Intoll has granted CPPIB access to information to conduct due activity over the next three weeks, but hasn’t been granted exclusive negotiation rights, leaving the way open for a possible bidding strife.

"During this period, the (Intoll directors) will engage with CPPIB in kind to determine whether an acceptable transaction can be agreed and induce to security-holders," said Mr McClintock.

Intoll has appointed UBS and authorized firm Mallesons Stephen Jaques as advisers.

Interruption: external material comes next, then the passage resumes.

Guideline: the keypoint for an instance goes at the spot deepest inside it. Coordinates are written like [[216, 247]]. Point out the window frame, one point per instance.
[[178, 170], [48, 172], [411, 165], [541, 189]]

CPPIB, a global infrastructure investor through assets valued around $C5.8bn ($6.4bn), said its proposal offered "compelling prize," and complemented its other long-term assets, which include stakes in supply with ~ and natural gas suppliers in Britain, an electricity transmission company in Chile, and Washington pomp’s largest energy utility, as well as 12.9 per cent of Transurban.

"We put confidence in Intoll’s toll road assets are a good fit with CPPIB’s portfolio and protracted-term investment mandate, and are well-situated strategically to benefit from what is yet to be urban growth in Toronto and Sydney," CPPIB executive Andre Bourbonnais declared.

A spokesman for CPPIB said the cash funding requirements for at all deal would be sourced from the pension fund’s existing funds, and there is no change to its intentions in relation to its major stake in Transurban.